Assim o afirma São Paulo: “O que é fraco no mundo, Deus o escolheu para confundir os fortes” (I Cor 1, 27). Sendo Ele mesmo a Humildade, Se esconde atrás dos humildes para tornar evidente sua ação. E para as dificuldades de cada época histórica Ele dá a solução, a resposta e o remédio certo, segundo as exigências do momento.
Para fazer face à irreligião e ateísmo crescentes nos fins do século XVII, suscitou Deus, de diversos modos e em lugares distintos, almas de escol, a fim de reconduzir a humanidade que se perdia no pecado e na incredulidade. Entre estas houve uma que foi, sem dúvida, nas palavras de Louis Veuillot, a “resposta divina a todos os vitoriosos do campo de batalha, da política e das academias”, e cujas orações, conforme afirmação do Cardeal Salotti, “tinham diante de Deus mais poder que os exércitos napoleônicos”: a Beata Anna Maria Taigi.
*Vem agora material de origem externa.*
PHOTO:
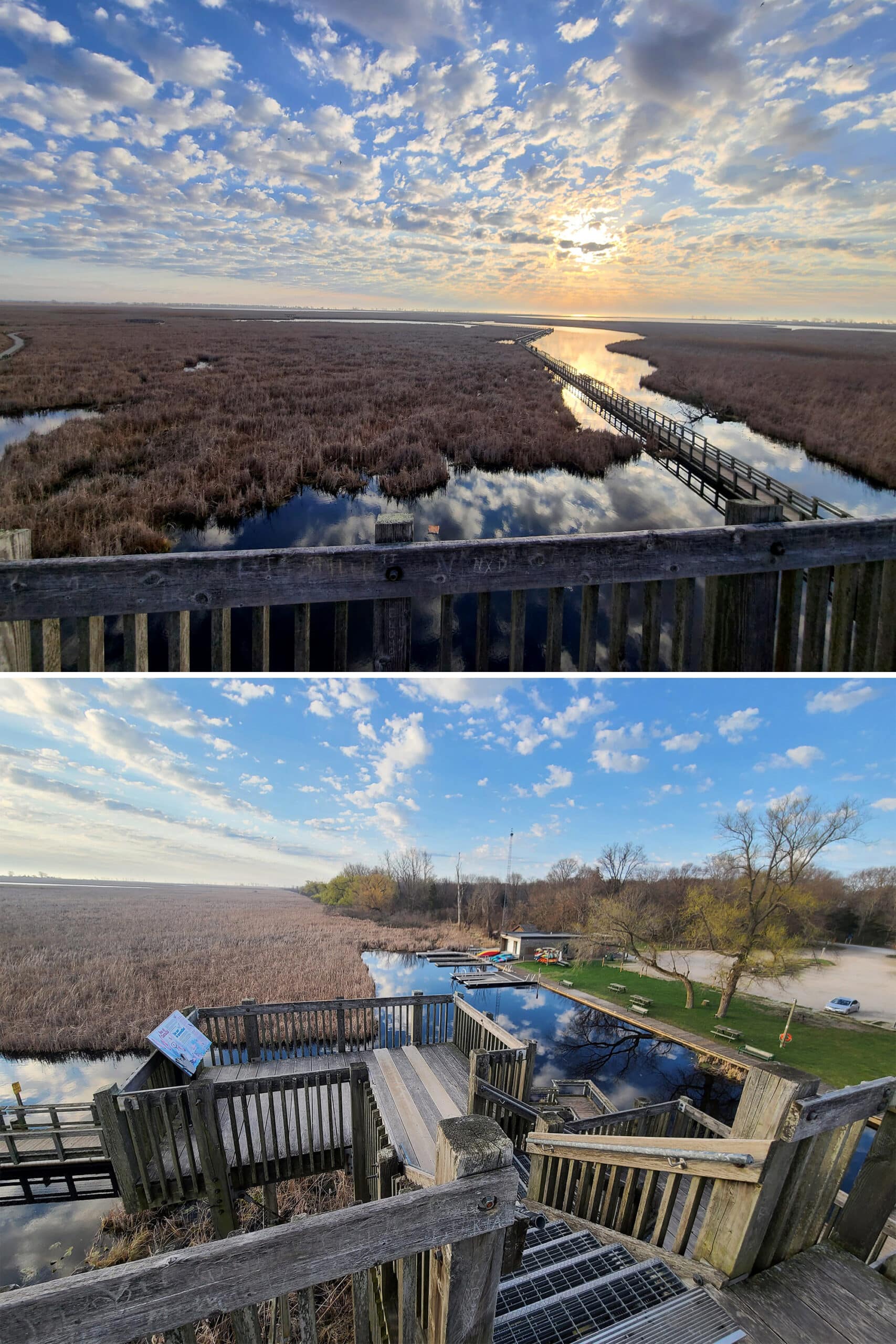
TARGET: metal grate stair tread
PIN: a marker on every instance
(581, 1312)
(691, 1319)
(555, 1281)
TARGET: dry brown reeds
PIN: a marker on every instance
(129, 1237)
(282, 406)
(96, 968)
(833, 393)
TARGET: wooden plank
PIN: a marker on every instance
(789, 608)
(92, 654)
(178, 627)
(873, 1195)
(136, 642)
(15, 636)
(886, 652)
(128, 1301)
(554, 637)
(518, 629)
(618, 627)
(203, 581)
(464, 1285)
(650, 627)
(842, 613)
(683, 625)
(261, 639)
(604, 1147)
(483, 613)
(446, 632)
(445, 1104)
(818, 1115)
(816, 618)
(589, 628)
(340, 637)
(422, 1143)
(220, 642)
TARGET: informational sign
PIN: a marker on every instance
(183, 1043)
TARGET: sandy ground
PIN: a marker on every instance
(864, 973)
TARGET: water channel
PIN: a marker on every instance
(45, 1242)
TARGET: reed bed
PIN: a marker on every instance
(94, 970)
(281, 406)
(129, 1237)
(833, 393)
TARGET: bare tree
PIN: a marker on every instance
(755, 906)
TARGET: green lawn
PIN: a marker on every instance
(839, 1054)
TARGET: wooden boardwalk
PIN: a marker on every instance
(821, 1296)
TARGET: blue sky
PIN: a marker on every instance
(585, 156)
(284, 779)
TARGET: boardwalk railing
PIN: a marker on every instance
(742, 1201)
(750, 596)
(664, 437)
(253, 1031)
(465, 1214)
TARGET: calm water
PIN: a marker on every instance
(586, 349)
(15, 428)
(49, 1242)
(29, 1234)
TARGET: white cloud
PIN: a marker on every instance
(846, 698)
(558, 777)
(620, 762)
(578, 30)
(735, 726)
(684, 742)
(242, 692)
(20, 20)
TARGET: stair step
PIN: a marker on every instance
(559, 1252)
(691, 1319)
(551, 1281)
(583, 1312)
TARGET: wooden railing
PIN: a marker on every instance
(465, 1213)
(763, 601)
(254, 1031)
(66, 1132)
(742, 1201)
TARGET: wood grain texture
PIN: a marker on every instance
(202, 581)
(128, 1301)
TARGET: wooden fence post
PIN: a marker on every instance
(358, 1074)
(871, 1201)
(464, 1278)
(417, 1021)
(393, 616)
(15, 636)
(738, 1214)
(212, 1156)
(250, 1030)
(119, 1146)
(746, 604)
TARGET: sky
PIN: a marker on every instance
(275, 781)
(671, 158)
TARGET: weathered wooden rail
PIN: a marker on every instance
(712, 472)
(750, 596)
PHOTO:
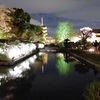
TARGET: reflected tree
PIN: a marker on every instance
(82, 68)
(63, 67)
(92, 92)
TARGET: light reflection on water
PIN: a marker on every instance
(47, 76)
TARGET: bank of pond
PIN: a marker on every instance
(49, 76)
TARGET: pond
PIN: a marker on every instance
(46, 76)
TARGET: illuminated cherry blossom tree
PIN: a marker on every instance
(86, 32)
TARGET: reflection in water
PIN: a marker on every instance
(17, 80)
(62, 63)
(92, 92)
(27, 78)
(82, 68)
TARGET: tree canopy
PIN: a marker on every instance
(64, 31)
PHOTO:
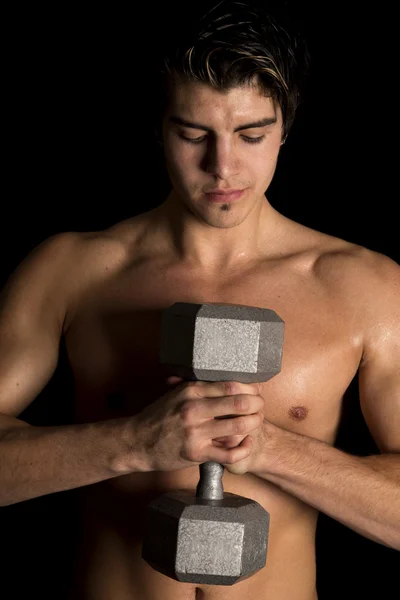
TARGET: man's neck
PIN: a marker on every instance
(211, 248)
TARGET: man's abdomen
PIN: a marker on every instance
(110, 567)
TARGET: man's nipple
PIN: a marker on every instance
(298, 413)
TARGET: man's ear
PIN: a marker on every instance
(158, 135)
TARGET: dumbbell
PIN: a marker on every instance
(212, 537)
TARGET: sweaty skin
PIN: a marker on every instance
(112, 341)
(108, 304)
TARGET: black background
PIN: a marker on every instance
(80, 155)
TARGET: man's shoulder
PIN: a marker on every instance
(72, 263)
(103, 248)
(354, 270)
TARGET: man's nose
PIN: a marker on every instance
(221, 159)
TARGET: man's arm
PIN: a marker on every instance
(173, 432)
(33, 308)
(361, 492)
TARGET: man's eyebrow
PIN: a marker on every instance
(260, 123)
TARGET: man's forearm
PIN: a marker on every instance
(35, 461)
(363, 493)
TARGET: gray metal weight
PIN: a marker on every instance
(212, 537)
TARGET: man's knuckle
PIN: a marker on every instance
(188, 411)
(241, 402)
(238, 425)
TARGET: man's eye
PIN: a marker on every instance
(201, 139)
(193, 140)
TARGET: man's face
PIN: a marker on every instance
(217, 141)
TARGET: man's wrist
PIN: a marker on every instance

Nascida a 29 de maio de 1769, já no dia seguinte recebeu o nome Anna Maria Antonia Gesualda Giannetti, na pia batismal da Igreja de São João Batista, de Sena. Seus pais, Luigi Giannetti e Maria Santa Masi, procediam da pequena, mas próspera burguesia da cidade. Luigi herdara de seu pai uma conceituada farmácia, considerada como um dos melhores boticários de toda a Toscana.
Durante seis anos, Anna brincará despreocupada entre os vinhedos, ciprestes e olivais daquelas arenosas planícies toscanas, coroadas pelas rubras muralhas dos roseirais, onde vivia a família Giannetti, em uma bela casa da Rua San Martin. Filha única do jovem casal, a encantadora pequena crescia recebendo os primeiros ensinamentos cristãos da boa mãe, que modelava seu caráter, inculcando-lhe o senso do dever e da responsabilidade, sem fazer-lhe perder a alegria e vivacidade que sempre a caracterizaram.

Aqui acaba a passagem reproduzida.